How Project NextGen Can Create Better Vaccines

Introduction

The $5 billion Project NextGen announced earlier this year represents a pivotal step forward in the ongoing battle against infectious disease. It advances SARS-CoV-2 vaccine candidates that induce broader and more durable immunity, while exploring new delivery methods, like intranasal vaccination, that may increase transmission-blocking.

Operation Warp Speed set a new standard for what is possible in terms of speed and scope, and is thus a model for what the best version of Project NextGen can look like. The recent $500 million given in awards are indicative of Project NextGen’s rapid progression.

We recently examined the existing Target Product Profile (TPP) criteria for Project NextGen, and believe that focusing on attributes that can foster broader protection and reduce viral transmission in particular will help ensure Project NextGen is a success.

Target Product Profiles

Q1: Are there additional vaccine characteristics missing, or are there any currently on the list you would remove and why?

1. Pan-Betacoronavirus Protection Optimal Attribute: We recommend the inclusion of an optimal attribute for pan-betacoronavirus protection. The betacoronavirus genus includes not only SARS-CoV-2, but also the MERS-CoV virus and two common cold coronaviruses (OC43 and HKU1). Conferring cross-protection against these viruses would be valuable not only for COVID-19, but also for other circulating and novel human-infecting betacoronaviruses. One well-supported forecast for the expected value of a betacoronavirus vaccine authorized before 2028 is a median of 55.5k deaths averted in the U.S. from 2028-2030 alone.

2. Viral Transmission Reduction Threshold Attribute: A vaccine’s potential to reduce onward viral transmission should be considered as a threshold attribute. There is currently an optimal attribute target, but no threshold target: ~50% reduction in transmission could be set as a threshold level. In the event of another Omicron-type event, where a new SARS-CoV-2 variant arises that is as different from current-circulating Omicron subvariants as Omicron BA.1/BA.2 was from Delta, this level would substantially dampen overall transmission. 

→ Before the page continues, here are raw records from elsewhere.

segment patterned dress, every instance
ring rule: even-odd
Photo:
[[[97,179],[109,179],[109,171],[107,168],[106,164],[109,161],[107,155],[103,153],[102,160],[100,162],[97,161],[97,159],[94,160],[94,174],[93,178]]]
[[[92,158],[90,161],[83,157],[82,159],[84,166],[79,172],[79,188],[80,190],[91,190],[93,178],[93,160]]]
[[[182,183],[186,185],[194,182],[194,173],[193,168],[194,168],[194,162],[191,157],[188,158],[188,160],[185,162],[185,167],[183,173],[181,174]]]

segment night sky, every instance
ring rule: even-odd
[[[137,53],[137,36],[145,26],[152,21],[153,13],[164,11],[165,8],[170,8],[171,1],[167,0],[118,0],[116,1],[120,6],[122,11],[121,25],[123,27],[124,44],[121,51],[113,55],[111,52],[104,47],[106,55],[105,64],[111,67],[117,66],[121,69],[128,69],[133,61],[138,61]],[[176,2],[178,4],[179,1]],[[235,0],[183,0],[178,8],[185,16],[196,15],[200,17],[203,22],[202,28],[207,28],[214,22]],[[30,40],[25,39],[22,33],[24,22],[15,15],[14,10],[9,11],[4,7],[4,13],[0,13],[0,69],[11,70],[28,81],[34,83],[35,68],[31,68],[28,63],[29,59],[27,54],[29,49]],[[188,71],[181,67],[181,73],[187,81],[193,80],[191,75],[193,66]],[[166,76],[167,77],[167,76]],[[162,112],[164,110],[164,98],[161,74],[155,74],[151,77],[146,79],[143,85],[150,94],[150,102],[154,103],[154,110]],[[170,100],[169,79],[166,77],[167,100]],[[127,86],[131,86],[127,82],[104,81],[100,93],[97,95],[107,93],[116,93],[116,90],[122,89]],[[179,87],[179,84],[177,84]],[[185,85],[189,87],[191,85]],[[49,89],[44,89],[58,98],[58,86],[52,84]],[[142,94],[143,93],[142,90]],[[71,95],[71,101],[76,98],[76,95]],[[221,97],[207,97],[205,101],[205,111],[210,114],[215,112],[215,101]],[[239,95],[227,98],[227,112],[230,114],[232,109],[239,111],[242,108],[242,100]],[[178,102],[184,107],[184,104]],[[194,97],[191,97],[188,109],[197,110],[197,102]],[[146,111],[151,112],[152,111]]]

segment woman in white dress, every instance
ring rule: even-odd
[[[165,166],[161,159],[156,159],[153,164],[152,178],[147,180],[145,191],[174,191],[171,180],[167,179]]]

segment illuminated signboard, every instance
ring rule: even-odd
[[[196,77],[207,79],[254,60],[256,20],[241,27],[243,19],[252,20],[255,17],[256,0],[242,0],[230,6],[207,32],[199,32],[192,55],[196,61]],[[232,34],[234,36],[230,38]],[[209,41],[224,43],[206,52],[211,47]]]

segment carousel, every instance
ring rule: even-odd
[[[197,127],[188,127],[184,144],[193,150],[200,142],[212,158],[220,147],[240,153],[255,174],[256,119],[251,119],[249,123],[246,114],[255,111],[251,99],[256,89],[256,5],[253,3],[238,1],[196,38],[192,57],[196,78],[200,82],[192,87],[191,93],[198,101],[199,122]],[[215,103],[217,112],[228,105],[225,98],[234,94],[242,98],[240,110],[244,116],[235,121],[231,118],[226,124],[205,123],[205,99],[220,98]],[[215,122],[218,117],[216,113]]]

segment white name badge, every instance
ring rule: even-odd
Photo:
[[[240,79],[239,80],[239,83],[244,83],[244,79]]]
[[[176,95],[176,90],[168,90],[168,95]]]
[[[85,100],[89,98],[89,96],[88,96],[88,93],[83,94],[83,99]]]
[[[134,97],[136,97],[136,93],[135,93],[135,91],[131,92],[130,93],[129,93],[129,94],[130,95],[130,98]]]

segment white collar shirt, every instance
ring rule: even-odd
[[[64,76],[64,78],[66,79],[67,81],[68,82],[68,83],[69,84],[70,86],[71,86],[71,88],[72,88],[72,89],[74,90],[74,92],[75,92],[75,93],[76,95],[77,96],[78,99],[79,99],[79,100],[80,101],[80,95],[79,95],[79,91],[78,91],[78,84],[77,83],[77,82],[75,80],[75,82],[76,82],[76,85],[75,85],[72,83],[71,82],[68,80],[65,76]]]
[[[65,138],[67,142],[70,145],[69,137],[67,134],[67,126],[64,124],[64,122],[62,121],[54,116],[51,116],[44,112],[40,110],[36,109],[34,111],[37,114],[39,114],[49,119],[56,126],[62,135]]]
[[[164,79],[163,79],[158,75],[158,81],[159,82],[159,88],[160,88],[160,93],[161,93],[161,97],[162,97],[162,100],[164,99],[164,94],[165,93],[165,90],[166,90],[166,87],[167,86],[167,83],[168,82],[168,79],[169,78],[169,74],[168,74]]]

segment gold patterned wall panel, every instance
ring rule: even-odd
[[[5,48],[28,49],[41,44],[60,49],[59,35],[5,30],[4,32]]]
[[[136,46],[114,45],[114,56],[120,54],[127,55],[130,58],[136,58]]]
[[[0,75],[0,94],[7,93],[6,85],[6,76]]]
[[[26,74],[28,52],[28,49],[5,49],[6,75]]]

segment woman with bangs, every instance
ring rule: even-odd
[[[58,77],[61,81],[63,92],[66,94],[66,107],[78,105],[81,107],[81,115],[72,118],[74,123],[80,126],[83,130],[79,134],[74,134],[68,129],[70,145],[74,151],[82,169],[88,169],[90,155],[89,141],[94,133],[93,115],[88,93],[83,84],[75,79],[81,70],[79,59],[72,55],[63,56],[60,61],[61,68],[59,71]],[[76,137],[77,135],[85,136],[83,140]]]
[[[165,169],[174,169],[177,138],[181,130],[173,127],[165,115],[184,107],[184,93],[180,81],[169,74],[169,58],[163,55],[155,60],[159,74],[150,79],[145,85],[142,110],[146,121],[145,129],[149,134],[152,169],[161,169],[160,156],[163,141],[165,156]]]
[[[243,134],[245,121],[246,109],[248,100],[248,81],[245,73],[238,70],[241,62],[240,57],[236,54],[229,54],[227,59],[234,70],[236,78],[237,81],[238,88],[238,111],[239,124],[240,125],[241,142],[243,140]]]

Q2: Are there any target performance levels that should be modified and why?

While other vaccine characteristic requirements are important, most of them should be de-emphasized. Their target performance levels should be secondary to targets relating to the breadth of protection (1a) and viral transmission reduction (1b) for reasons explained in 4a and 4b. In particular, formulation stability requirements should be modified to be less stringent.

• Formulation stability requirements: There is a “Shelf life stability & Storage” threshold of the finished product being stable for >1 year at 2-8°C, and an optimal target of >2 years at 2-8°C. However, many consumer freezers can achieve temperatures as low as -18°C, low enough for vaccine storage. To take one example, the Moderna mRNA vaccine can be stored between -50°C and -15°C until expiration, which means that even higher-grade consumer freezers are well capable of storing vaccines. Moreover, the Moderna mRNA vaccine can be stored at temperatures between 2°C and 8°C for up to 30 days, within the range of temperatures achieved by normal refrigerators. Thus, formulation stability should not be seen as a major concern for the U.S., although it can be for low-and-middle-income countries (LMICs). Fortunately, in LMICs, many initiatives launched during the COVID pandemic have improved the cold chain capacity and vaccine delivery — for example, UNICEF procured about $165 million worth of cold chain equipment and services in 2022 alone.

Q4: Which of these product attributes are most important to our health security preparedness and why?

1. Broadly Neutralizing Protection: Broadly neutralizing protection against coronaviruses is crucial for global health security preparedness. The coronavirus family has been the source of several epidemic and pandemic threats in recent history, such as SARS, MERS, and COVID-19. Pan-betacoronavirus or even pan-coronavirus protection would provide a robust defense against these known threats, as well as potential future emergences of novel coronaviruses.
2. Transmission Blocking: In addition to preventing illness in the vaccinated individual, the ability to block transmission is vital for controlling the community spread of the disease. Traditional vaccine development has often focused on individual protection, leaving community-level transmission reduction as a secondary consideration. However, vaccines that can break the chain of transmission slow the emergence of new variants and protect those who cannot be vaccinated. Unfortunately, there is a clear market failure in this area, as vaccine recipients generally do not bear the cost of community transmission. This misalignment of incentives can lead to underinvestment in vaccines that block transmission. Public policy and funding must address this market failure to ensure that vaccines are not only effective in individual protection but also in reducing the risk of widespread transmission.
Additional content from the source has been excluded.